Reconciling Higgs physics and pseudo-Nambu-Goldstone dark matter in the S2HDM using a genetic algorithm

TL;DR

This paper explores a singlet-extended 2 Higgs doublet model that can naturally accommodate pseudo-Nambu-Goldstone dark matter, satisfying various experimental constraints and potentially explaining observed astrophysical and collider excesses.

Contribution

It demonstrates the viability of pNG dark matter within the S2HDM framework using a genetic algorithm to identify parameter regions consistent with all constraints.

Findings

S2HDM can reproduce the observed dark matter relic abundance.

The model can potentially explain galactic center and antiproton excesses.

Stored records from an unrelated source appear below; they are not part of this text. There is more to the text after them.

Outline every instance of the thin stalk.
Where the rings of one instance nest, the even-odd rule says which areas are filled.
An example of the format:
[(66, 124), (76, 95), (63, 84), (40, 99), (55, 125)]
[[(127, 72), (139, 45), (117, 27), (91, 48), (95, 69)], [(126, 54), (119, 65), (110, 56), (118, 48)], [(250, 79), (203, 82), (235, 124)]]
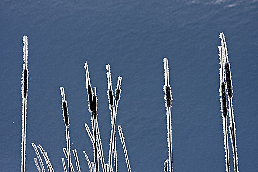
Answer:
[(25, 172), (25, 151), (26, 149), (26, 115), (28, 82), (28, 38), (23, 36), (23, 61), (22, 81), (22, 152), (21, 172)]
[(65, 162), (64, 161), (64, 158), (62, 158), (62, 162), (63, 163), (63, 171), (64, 172), (67, 172), (66, 170), (66, 166), (65, 165)]
[(38, 160), (39, 161), (39, 163), (40, 164), (40, 166), (41, 167), (42, 172), (45, 172), (45, 168), (44, 168), (44, 164), (43, 163), (42, 159), (41, 158), (41, 156), (40, 156), (40, 154), (39, 153), (38, 151), (37, 146), (36, 146), (35, 143), (31, 143), (31, 145), (32, 147), (34, 148), (35, 152), (36, 152), (36, 154), (37, 154), (37, 156), (38, 157)]
[(37, 167), (38, 172), (41, 172), (41, 170), (40, 170), (40, 168), (38, 165), (37, 159), (36, 158), (34, 158), (34, 161), (35, 161), (35, 164), (36, 165), (36, 167)]
[[(121, 92), (121, 83), (122, 81), (122, 77), (119, 77), (117, 81), (117, 86), (116, 89), (116, 96), (115, 98), (115, 115), (113, 119), (113, 124), (112, 126), (112, 131), (111, 132), (111, 135), (110, 136), (110, 151), (109, 156), (109, 172), (110, 172), (111, 166), (111, 159), (112, 155), (112, 150), (113, 147), (113, 140), (114, 140), (114, 132), (115, 127), (115, 120), (116, 119), (117, 111), (119, 100), (120, 99), (120, 94)], [(114, 151), (115, 151), (114, 150)]]
[[(68, 152), (66, 148), (64, 147), (63, 148), (63, 153), (64, 154), (64, 156), (65, 156), (65, 158), (67, 160), (67, 161), (68, 161)], [(71, 165), (71, 168), (72, 168), (72, 172), (75, 172), (74, 171), (74, 168), (73, 168), (73, 164), (72, 163), (72, 161), (70, 161), (70, 164)]]
[(121, 127), (121, 125), (118, 126), (118, 131), (120, 135), (120, 139), (121, 139), (121, 142), (122, 142), (122, 144), (123, 144), (124, 156), (125, 157), (126, 164), (127, 165), (127, 170), (128, 170), (128, 172), (132, 172), (132, 171), (131, 170), (131, 167), (130, 166), (128, 155), (127, 154), (127, 150), (126, 149), (126, 146), (125, 145), (125, 138), (124, 136), (124, 134), (123, 133), (123, 131), (122, 130), (122, 127)]
[(233, 148), (234, 151), (234, 167), (235, 171), (238, 172), (238, 162), (237, 161), (237, 152), (236, 151), (236, 135), (235, 135), (235, 122), (234, 121), (234, 116), (233, 112), (233, 108), (231, 98), (230, 98), (230, 114), (231, 114), (231, 128), (232, 128), (232, 140), (233, 142)]
[(171, 125), (171, 100), (173, 99), (171, 96), (171, 88), (169, 84), (169, 62), (166, 58), (163, 59), (164, 68), (165, 85), (164, 91), (165, 94), (164, 99), (166, 101), (165, 106), (167, 111), (167, 130), (168, 137), (168, 147), (169, 148), (169, 161), (170, 172), (173, 172), (172, 151), (172, 131)]
[(77, 151), (76, 149), (73, 150), (73, 154), (74, 155), (74, 158), (75, 159), (75, 162), (76, 162), (76, 168), (78, 172), (81, 172), (81, 168), (80, 168), (80, 164), (79, 162), (78, 156), (77, 156)]
[(106, 172), (106, 170), (105, 169), (105, 160), (104, 158), (104, 155), (103, 155), (103, 150), (102, 149), (102, 145), (101, 143), (101, 139), (100, 139), (100, 134), (99, 133), (99, 125), (98, 123), (98, 121), (96, 120), (96, 126), (97, 126), (97, 132), (98, 132), (98, 143), (99, 145), (99, 148), (101, 152), (101, 156), (100, 157), (101, 158), (101, 165), (102, 166), (102, 171), (103, 172)]

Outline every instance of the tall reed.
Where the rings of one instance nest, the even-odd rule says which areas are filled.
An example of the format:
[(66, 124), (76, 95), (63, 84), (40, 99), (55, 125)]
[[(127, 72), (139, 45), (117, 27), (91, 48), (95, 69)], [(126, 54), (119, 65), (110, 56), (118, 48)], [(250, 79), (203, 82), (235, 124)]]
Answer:
[(219, 70), (220, 88), (219, 89), (220, 96), (220, 106), (221, 116), (222, 117), (222, 130), (223, 131), (224, 150), (225, 152), (225, 167), (227, 172), (230, 172), (229, 156), (229, 144), (228, 143), (228, 129), (227, 127), (227, 119), (228, 115), (228, 108), (227, 107), (227, 100), (226, 95), (225, 84), (224, 83), (224, 60), (222, 57), (222, 51), (221, 46), (219, 46), (219, 59), (220, 60), (221, 67)]
[(24, 36), (23, 42), (23, 62), (22, 77), (22, 153), (21, 172), (25, 172), (25, 151), (26, 149), (26, 115), (27, 106), (27, 92), (28, 86), (29, 71), (28, 69), (28, 38)]
[(221, 39), (221, 50), (220, 54), (224, 61), (224, 69), (225, 72), (224, 74), (224, 80), (226, 80), (226, 93), (228, 97), (228, 102), (229, 103), (229, 109), (230, 118), (230, 126), (229, 126), (230, 133), (231, 142), (232, 143), (232, 149), (233, 150), (233, 155), (234, 157), (234, 167), (235, 172), (238, 172), (238, 162), (237, 157), (237, 151), (236, 149), (236, 136), (235, 123), (234, 121), (234, 115), (233, 111), (233, 89), (232, 85), (232, 78), (230, 70), (230, 64), (229, 62), (229, 57), (228, 56), (228, 50), (226, 44), (224, 34), (221, 33), (220, 34)]
[(168, 147), (169, 149), (169, 165), (170, 172), (173, 172), (173, 155), (172, 151), (172, 127), (171, 125), (171, 101), (173, 98), (171, 95), (171, 88), (169, 84), (169, 62), (166, 58), (163, 59), (164, 68), (165, 84), (163, 90), (167, 111), (167, 130)]

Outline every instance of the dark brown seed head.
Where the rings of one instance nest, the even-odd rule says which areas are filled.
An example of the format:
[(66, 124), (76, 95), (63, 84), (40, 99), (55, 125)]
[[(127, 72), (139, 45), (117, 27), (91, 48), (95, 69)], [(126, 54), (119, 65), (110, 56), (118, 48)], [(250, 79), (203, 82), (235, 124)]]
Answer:
[(228, 113), (228, 108), (227, 108), (225, 84), (224, 82), (221, 83), (221, 98), (222, 99), (222, 112), (223, 113), (223, 116), (226, 118)]
[(94, 119), (96, 119), (97, 118), (97, 97), (96, 97), (96, 95), (94, 94), (93, 95), (93, 116)]
[(120, 93), (121, 92), (120, 89), (116, 89), (116, 92), (115, 92), (115, 100), (118, 101), (120, 99)]
[(169, 86), (166, 86), (166, 99), (167, 107), (168, 108), (171, 107), (171, 94), (170, 87)]
[(88, 85), (88, 95), (89, 101), (89, 108), (90, 111), (93, 110), (93, 101), (92, 100), (92, 92), (91, 91), (91, 86), (89, 84)]
[(65, 125), (68, 126), (69, 126), (69, 118), (68, 118), (68, 113), (67, 110), (67, 105), (66, 105), (66, 102), (64, 101), (63, 104), (63, 114), (64, 115), (64, 121), (65, 122)]
[(109, 90), (109, 103), (110, 106), (113, 106), (114, 103), (114, 98), (113, 98), (113, 92), (112, 89)]
[(28, 72), (26, 69), (23, 72), (23, 96), (25, 98), (27, 95)]
[(229, 98), (232, 97), (232, 83), (231, 82), (231, 74), (229, 63), (225, 63), (226, 82), (227, 83), (227, 91)]

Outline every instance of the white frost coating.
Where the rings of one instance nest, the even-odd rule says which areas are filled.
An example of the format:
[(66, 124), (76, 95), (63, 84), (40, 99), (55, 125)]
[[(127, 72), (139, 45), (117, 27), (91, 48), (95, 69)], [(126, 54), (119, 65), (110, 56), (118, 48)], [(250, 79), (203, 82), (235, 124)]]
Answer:
[[(68, 153), (67, 150), (66, 149), (66, 148), (64, 147), (63, 148), (63, 153), (64, 154), (64, 156), (65, 156), (65, 158), (67, 160), (67, 161), (68, 161)], [(70, 164), (71, 165), (71, 168), (72, 169), (72, 172), (75, 172), (74, 168), (73, 168), (73, 164), (72, 163), (72, 161), (71, 161), (71, 160), (70, 161)]]
[(38, 165), (38, 160), (36, 158), (34, 158), (34, 161), (35, 161), (35, 164), (36, 165), (36, 167), (37, 167), (37, 169), (38, 169), (38, 172), (41, 172), (41, 170), (40, 170), (40, 168)]
[(39, 150), (40, 150), (40, 152), (41, 152), (41, 153), (43, 155), (44, 158), (45, 159), (45, 161), (46, 162), (47, 166), (49, 169), (49, 171), (50, 170), (51, 172), (54, 172), (54, 169), (53, 168), (52, 165), (51, 165), (51, 163), (49, 160), (49, 158), (48, 158), (47, 153), (45, 151), (42, 146), (41, 146), (40, 144), (38, 145), (38, 147), (39, 149)]
[(126, 161), (126, 164), (127, 165), (127, 169), (128, 170), (128, 172), (131, 172), (131, 167), (130, 166), (130, 163), (128, 158), (128, 155), (127, 154), (127, 149), (126, 149), (126, 146), (125, 145), (125, 138), (124, 136), (124, 134), (122, 130), (122, 127), (121, 125), (118, 125), (118, 131), (119, 134), (120, 135), (120, 139), (121, 139), (121, 142), (123, 144), (123, 148), (124, 149), (124, 156), (125, 157), (125, 160)]
[[(24, 92), (28, 92), (28, 81), (29, 77), (29, 71), (28, 70), (28, 38), (27, 36), (24, 36), (23, 39), (23, 73), (22, 77), (22, 142), (21, 142), (21, 172), (25, 172), (25, 152), (26, 148), (26, 115), (27, 115), (27, 94), (24, 97)], [(27, 71), (27, 82), (25, 82), (24, 75)], [(26, 90), (24, 88), (26, 86)]]
[(221, 39), (221, 47), (222, 47), (223, 57), (226, 62), (229, 61), (229, 57), (228, 57), (228, 49), (227, 48), (227, 45), (226, 44), (225, 37), (224, 33), (220, 33), (220, 38)]
[[(166, 87), (167, 86), (170, 86), (169, 84), (169, 63), (168, 59), (166, 58), (163, 59), (164, 61), (164, 80), (165, 85), (164, 86), (164, 90), (165, 93), (164, 98), (166, 101)], [(171, 94), (170, 95), (171, 96)], [(173, 99), (171, 97), (171, 100), (173, 100)], [(169, 169), (170, 172), (173, 172), (173, 154), (172, 151), (172, 125), (171, 125), (171, 106), (168, 107), (167, 106), (167, 104), (165, 104), (166, 107), (166, 114), (167, 114), (167, 138), (168, 141), (168, 154), (169, 154)]]
[[(114, 150), (114, 143), (113, 143), (113, 140), (114, 140), (115, 139), (115, 135), (114, 134), (114, 133), (115, 132), (115, 121), (116, 121), (116, 115), (117, 115), (117, 108), (118, 108), (118, 103), (119, 103), (119, 99), (120, 99), (120, 95), (121, 95), (121, 92), (122, 92), (122, 90), (121, 89), (121, 84), (122, 83), (122, 77), (119, 76), (118, 77), (118, 80), (117, 80), (117, 86), (116, 86), (116, 89), (115, 89), (115, 92), (116, 93), (117, 90), (120, 90), (120, 94), (119, 94), (119, 98), (118, 99), (118, 100), (116, 100), (116, 98), (115, 97), (115, 113), (114, 113), (114, 120), (113, 120), (113, 124), (112, 125), (112, 131), (111, 132), (111, 135), (110, 135), (110, 144), (109, 144), (109, 170), (108, 170), (108, 172), (110, 172), (110, 170), (111, 170), (111, 168), (112, 167), (112, 165), (111, 165), (111, 160), (112, 160), (112, 151), (113, 150)], [(116, 97), (116, 95), (115, 96)], [(115, 142), (114, 142), (114, 143), (115, 143)], [(115, 150), (114, 150), (114, 151), (116, 151), (116, 149)], [(117, 152), (115, 152), (115, 154), (117, 154)], [(115, 158), (116, 158), (116, 161), (117, 161), (117, 158), (115, 157)], [(116, 162), (116, 165), (115, 165), (115, 169), (117, 169), (117, 161), (115, 161), (115, 163)], [(117, 171), (116, 171), (116, 172)]]
[(223, 67), (223, 64), (225, 63), (224, 61), (224, 58), (222, 56), (222, 46), (219, 46), (219, 56), (220, 60), (220, 64), (221, 67), (219, 69), (219, 74), (220, 74), (220, 89), (219, 91), (220, 92), (220, 111), (221, 112), (221, 116), (222, 117), (222, 131), (223, 131), (223, 140), (224, 143), (224, 151), (225, 152), (225, 169), (226, 172), (230, 172), (230, 163), (229, 163), (229, 143), (228, 143), (228, 134), (227, 134), (227, 118), (225, 118), (223, 115), (223, 102), (222, 102), (222, 87), (221, 84), (223, 82), (224, 82), (224, 71), (225, 69)]
[(164, 161), (164, 172), (168, 172), (168, 163), (169, 160), (167, 159)]
[(84, 156), (85, 156), (85, 158), (86, 158), (86, 159), (87, 160), (87, 162), (88, 162), (88, 168), (89, 168), (89, 171), (90, 172), (93, 172), (92, 168), (91, 167), (91, 164), (90, 163), (90, 161), (89, 160), (89, 159), (88, 158), (88, 155), (87, 155), (86, 152), (85, 152), (85, 151), (83, 151), (83, 152), (84, 153)]
[(62, 162), (63, 163), (63, 171), (64, 172), (67, 172), (67, 170), (66, 170), (66, 166), (65, 165), (65, 162), (64, 162), (64, 158), (62, 158)]
[(42, 169), (42, 171), (43, 172), (45, 172), (45, 168), (44, 167), (44, 164), (43, 163), (42, 159), (41, 158), (41, 156), (40, 156), (40, 154), (39, 153), (38, 151), (37, 146), (36, 146), (35, 143), (31, 143), (31, 145), (34, 148), (34, 150), (35, 151), (35, 152), (36, 152), (36, 154), (37, 154), (37, 156), (38, 157), (38, 159), (39, 161), (39, 163), (40, 164), (40, 166), (41, 167), (41, 169)]
[(81, 172), (81, 168), (80, 168), (80, 163), (79, 162), (78, 156), (77, 156), (77, 151), (76, 149), (73, 150), (74, 158), (75, 159), (75, 162), (76, 162), (76, 168), (78, 172)]
[(96, 168), (95, 167), (94, 162), (91, 162), (91, 166), (92, 166), (92, 171), (95, 172), (96, 172)]
[[(228, 139), (228, 135), (227, 134), (227, 132), (228, 130), (226, 130), (225, 129), (227, 129), (227, 118), (225, 119), (226, 120), (223, 120), (224, 118), (224, 117), (222, 117), (222, 130), (223, 131), (223, 140), (224, 142), (224, 152), (225, 152), (225, 169), (226, 172), (230, 172), (230, 163), (229, 163), (229, 143), (228, 143), (228, 141), (229, 140)], [(228, 157), (229, 157), (228, 158)], [(229, 167), (228, 167), (228, 164), (229, 165)]]
[[(232, 75), (231, 73), (231, 65), (229, 63), (229, 57), (228, 56), (228, 49), (227, 48), (227, 45), (226, 43), (226, 40), (225, 36), (223, 33), (221, 33), (220, 34), (220, 38), (221, 39), (221, 47), (222, 47), (222, 55), (224, 57), (224, 58), (226, 59), (226, 62), (228, 62), (229, 64), (229, 73), (230, 73), (230, 80), (231, 80), (231, 89), (232, 89), (232, 97), (231, 98), (228, 96), (228, 94), (227, 93), (228, 95), (228, 101), (229, 102), (229, 110), (230, 112), (230, 115), (229, 115), (229, 118), (230, 118), (230, 128), (232, 129), (232, 131), (230, 130), (231, 132), (231, 141), (232, 143), (232, 150), (233, 150), (233, 154), (234, 157), (234, 171), (236, 172), (239, 172), (238, 170), (238, 157), (237, 157), (237, 146), (236, 146), (236, 128), (235, 127), (235, 123), (234, 122), (234, 115), (233, 113), (233, 84), (232, 83)], [(225, 72), (226, 73), (226, 72)], [(226, 78), (226, 73), (224, 74), (224, 78)], [(226, 82), (226, 84), (227, 84), (227, 82)], [(228, 92), (228, 86), (226, 87), (227, 92)]]
[(108, 83), (108, 91), (107, 91), (107, 93), (108, 94), (108, 99), (109, 100), (109, 109), (110, 110), (111, 112), (111, 127), (112, 127), (112, 125), (113, 124), (112, 121), (113, 121), (113, 109), (114, 109), (114, 103), (112, 106), (110, 104), (110, 100), (109, 97), (109, 90), (111, 90), (112, 91), (112, 96), (113, 97), (113, 101), (114, 101), (114, 95), (113, 95), (113, 91), (112, 89), (112, 82), (111, 79), (111, 72), (110, 70), (110, 66), (109, 64), (107, 64), (106, 66), (106, 69), (108, 71), (107, 72), (107, 83)]
[(70, 122), (69, 122), (69, 113), (68, 113), (68, 105), (67, 104), (67, 101), (66, 101), (66, 99), (65, 99), (65, 93), (64, 92), (64, 88), (63, 87), (61, 87), (60, 88), (60, 90), (61, 91), (61, 95), (62, 95), (62, 109), (63, 110), (63, 121), (64, 122), (64, 125), (65, 125), (65, 119), (64, 117), (64, 110), (63, 109), (63, 104), (64, 102), (66, 104), (66, 108), (67, 108), (67, 115), (68, 115), (68, 127), (69, 127), (69, 126), (70, 125)]

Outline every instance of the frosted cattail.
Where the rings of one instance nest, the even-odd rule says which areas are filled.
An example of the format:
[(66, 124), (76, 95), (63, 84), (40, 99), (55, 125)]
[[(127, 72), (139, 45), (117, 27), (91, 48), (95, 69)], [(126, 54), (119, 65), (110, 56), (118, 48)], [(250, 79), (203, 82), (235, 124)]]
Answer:
[(112, 84), (111, 81), (111, 74), (110, 72), (110, 66), (109, 64), (106, 66), (107, 72), (107, 78), (108, 79), (108, 95), (109, 98), (110, 108), (113, 107), (114, 104), (113, 91), (112, 90)]
[(231, 72), (229, 63), (225, 63), (225, 76), (227, 83), (227, 92), (230, 98), (232, 98), (232, 83), (231, 81)]
[(94, 94), (93, 95), (93, 112), (94, 119), (96, 120), (97, 118), (97, 96), (96, 96), (96, 87), (94, 87)]
[(68, 117), (68, 110), (67, 108), (67, 102), (65, 100), (65, 94), (64, 93), (64, 88), (63, 87), (60, 88), (61, 90), (61, 95), (62, 95), (62, 104), (63, 104), (63, 114), (64, 120), (64, 124), (66, 126), (68, 127), (70, 125), (69, 123), (69, 117)]
[(169, 82), (169, 62), (166, 58), (163, 59), (164, 68), (164, 81), (163, 90), (165, 93), (164, 99), (166, 101), (167, 115), (167, 135), (168, 148), (169, 149), (169, 164), (170, 172), (173, 172), (173, 155), (172, 151), (172, 126), (171, 125), (171, 100), (173, 100), (171, 92)]
[(89, 107), (91, 112), (93, 110), (93, 100), (92, 97), (92, 90), (91, 85), (90, 84), (90, 79), (89, 78), (89, 72), (88, 70), (88, 63), (86, 61), (84, 65), (84, 68), (86, 71), (85, 78), (86, 79), (86, 88), (88, 92), (88, 101), (89, 102)]
[(22, 151), (21, 172), (25, 172), (25, 152), (26, 149), (26, 115), (27, 104), (27, 91), (28, 84), (28, 38), (24, 36), (23, 42), (23, 61), (22, 81)]

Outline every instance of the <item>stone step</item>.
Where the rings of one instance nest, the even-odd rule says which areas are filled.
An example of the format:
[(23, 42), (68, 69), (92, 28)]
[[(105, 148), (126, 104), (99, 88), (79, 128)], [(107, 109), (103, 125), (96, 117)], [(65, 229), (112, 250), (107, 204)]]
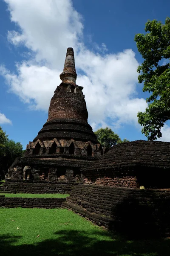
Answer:
[(80, 216), (85, 217), (85, 219), (91, 221), (94, 224), (104, 227), (107, 229), (110, 229), (110, 227), (113, 226), (114, 224), (116, 222), (113, 219), (105, 217), (94, 212), (90, 212), (81, 206), (75, 205), (67, 201), (63, 202), (62, 207), (71, 210)]
[(0, 194), (16, 194), (16, 192), (15, 191), (6, 191), (5, 190), (0, 190)]

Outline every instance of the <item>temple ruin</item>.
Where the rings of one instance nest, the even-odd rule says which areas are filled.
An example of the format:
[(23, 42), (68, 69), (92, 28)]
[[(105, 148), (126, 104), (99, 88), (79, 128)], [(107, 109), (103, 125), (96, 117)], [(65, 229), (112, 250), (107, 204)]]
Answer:
[[(170, 236), (170, 143), (128, 142), (105, 153), (88, 123), (83, 87), (76, 84), (76, 76), (69, 48), (47, 121), (24, 157), (9, 169), (0, 190), (69, 193), (62, 207), (99, 226)], [(29, 207), (22, 199), (18, 205)], [(1, 201), (0, 206), (11, 204)]]

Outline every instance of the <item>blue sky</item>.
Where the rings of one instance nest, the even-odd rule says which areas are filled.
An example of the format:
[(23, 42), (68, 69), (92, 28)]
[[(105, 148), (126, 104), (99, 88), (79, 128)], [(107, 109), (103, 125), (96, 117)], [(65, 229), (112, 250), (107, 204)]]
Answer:
[[(134, 38), (148, 19), (164, 23), (170, 8), (165, 0), (0, 1), (0, 125), (24, 148), (32, 141), (73, 47), (94, 130), (108, 126), (122, 139), (146, 140), (136, 117), (147, 95)], [(170, 129), (162, 140), (170, 141)]]

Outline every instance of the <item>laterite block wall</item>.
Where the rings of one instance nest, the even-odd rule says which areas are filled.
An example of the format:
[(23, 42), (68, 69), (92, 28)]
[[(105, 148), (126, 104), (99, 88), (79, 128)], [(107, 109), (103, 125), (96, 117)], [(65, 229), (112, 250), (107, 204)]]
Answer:
[(62, 206), (98, 225), (124, 233), (170, 234), (170, 189), (79, 185)]
[(0, 190), (3, 191), (16, 191), (17, 193), (28, 193), (33, 194), (69, 194), (76, 184), (62, 183), (36, 183), (30, 181), (21, 180), (20, 182), (6, 181), (3, 186), (0, 186)]
[(66, 198), (6, 198), (0, 196), (0, 207), (6, 208), (60, 208)]

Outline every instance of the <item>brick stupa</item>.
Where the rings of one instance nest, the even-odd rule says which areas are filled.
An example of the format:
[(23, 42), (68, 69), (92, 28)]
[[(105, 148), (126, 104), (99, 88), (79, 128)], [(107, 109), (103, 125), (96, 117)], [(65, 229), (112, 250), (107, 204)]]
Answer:
[(9, 169), (12, 180), (77, 183), (81, 168), (103, 153), (92, 128), (83, 87), (76, 84), (77, 74), (73, 48), (67, 49), (62, 82), (52, 98), (47, 122), (27, 145), (24, 157)]

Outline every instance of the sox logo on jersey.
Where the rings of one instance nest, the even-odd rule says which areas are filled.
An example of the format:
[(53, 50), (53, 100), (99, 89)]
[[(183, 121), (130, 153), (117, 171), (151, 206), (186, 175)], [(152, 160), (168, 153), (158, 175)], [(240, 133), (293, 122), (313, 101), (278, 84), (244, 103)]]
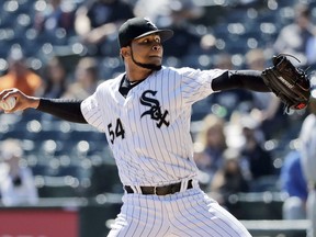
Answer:
[(145, 106), (149, 106), (150, 109), (148, 111), (145, 111), (142, 114), (140, 119), (145, 115), (150, 115), (151, 120), (158, 121), (157, 127), (160, 128), (163, 124), (168, 127), (170, 123), (168, 121), (166, 121), (166, 117), (167, 117), (169, 112), (167, 110), (165, 110), (165, 112), (162, 114), (160, 102), (154, 98), (147, 97), (148, 93), (150, 93), (151, 95), (155, 95), (157, 93), (157, 91), (146, 90), (142, 94), (140, 103)]

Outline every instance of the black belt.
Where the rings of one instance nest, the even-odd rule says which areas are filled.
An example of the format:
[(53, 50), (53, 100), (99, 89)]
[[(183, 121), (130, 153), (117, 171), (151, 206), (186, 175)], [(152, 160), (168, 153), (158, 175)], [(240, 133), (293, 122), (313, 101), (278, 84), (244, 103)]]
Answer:
[[(192, 189), (192, 180), (188, 181), (187, 190)], [(135, 193), (129, 185), (125, 185), (124, 189), (127, 193)], [(181, 190), (181, 182), (172, 183), (165, 187), (140, 187), (142, 194), (144, 195), (168, 195), (173, 194), (176, 192), (180, 192)]]

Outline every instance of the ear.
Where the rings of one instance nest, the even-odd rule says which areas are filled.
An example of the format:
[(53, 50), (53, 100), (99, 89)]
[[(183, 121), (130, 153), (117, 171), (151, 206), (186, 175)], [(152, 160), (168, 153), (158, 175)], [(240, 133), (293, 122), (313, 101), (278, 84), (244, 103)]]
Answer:
[(131, 50), (128, 47), (122, 47), (120, 53), (124, 58), (131, 56)]

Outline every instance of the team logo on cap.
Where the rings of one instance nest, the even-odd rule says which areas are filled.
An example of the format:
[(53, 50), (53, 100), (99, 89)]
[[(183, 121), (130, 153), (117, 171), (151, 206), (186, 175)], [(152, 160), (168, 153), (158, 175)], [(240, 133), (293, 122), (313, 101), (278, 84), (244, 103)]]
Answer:
[(154, 22), (151, 22), (149, 19), (147, 19), (147, 18), (144, 18), (144, 19), (146, 20), (147, 25), (150, 25), (150, 26), (153, 26), (153, 27), (155, 27), (155, 29), (158, 29), (158, 27), (154, 24)]

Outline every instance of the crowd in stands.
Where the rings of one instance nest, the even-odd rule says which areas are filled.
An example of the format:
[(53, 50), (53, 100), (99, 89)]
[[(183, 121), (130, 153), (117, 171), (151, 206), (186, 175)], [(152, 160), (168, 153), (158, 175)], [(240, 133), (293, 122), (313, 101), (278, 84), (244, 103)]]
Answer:
[[(99, 83), (123, 71), (116, 34), (133, 16), (148, 16), (159, 27), (174, 31), (165, 45), (168, 66), (263, 70), (274, 54), (286, 53), (297, 56), (308, 72), (316, 69), (315, 2), (218, 2), (1, 1), (0, 90), (15, 87), (30, 95), (83, 100)], [(297, 3), (309, 5), (298, 8)], [(280, 182), (285, 171), (280, 173), (283, 162), (292, 159), (287, 158), (290, 144), (306, 115), (305, 111), (284, 113), (273, 93), (232, 90), (194, 104), (192, 139), (201, 187), (227, 208), (229, 196), (239, 192), (292, 195)], [(0, 124), (1, 145), (11, 138), (20, 140), (21, 163), (33, 172), (40, 198), (58, 193), (44, 189), (49, 177), (71, 188), (58, 193), (61, 196), (123, 192), (109, 147), (103, 145), (105, 137), (93, 128), (36, 111), (19, 117), (0, 112)], [(109, 173), (113, 179), (104, 177)], [(0, 195), (5, 204), (5, 193)], [(32, 195), (32, 202), (38, 198)], [(303, 203), (306, 198), (304, 193)]]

A Higgs boson around 96 GeV may account for LEP and CMS excesses.

Abstract

We investigate a possible realization of pseudo-Nambu-Goldstone (pNG) dark matter in the framework of a singlet-extended 2 Higgs doublet model (S2HDM). pNG dark matter gained attraction due to the fact that direct-detection constraints can be avoided naturally because of the momentum-suppressed scattering cross sections, whereas the relic abundance of dark matter can nevertheless be accounted for via the usual thermal freeze-out mechanism. We confront the S2HDM with a multitude of theoretical and experimental constraints, paying special attention to the theoretical limitations on the scalar potential, such as vacuum stability and perturbativity. In addition, we discuss the complementarity between constraints related to the dark matter sector, on the one hand, and to the Higgs sector, on the other hand. In our numerical discussion we explore the Higgs funnel region with dark matter masses around $60$GeV using a genetic algorithm. We demonstrate that the S2HDM can account for the measured relic abundance while being in agreement with all relevant constraints. We also discuss whether the so-called galactic center excess and the antiproton excess can be accommodated, possibly in combination with a Higgs boson at about $96$GeV that can be the origin of the LEP- and the CMS-excess observed at this mass in the $b \bar b$-quark and the diphoton final state, respectively.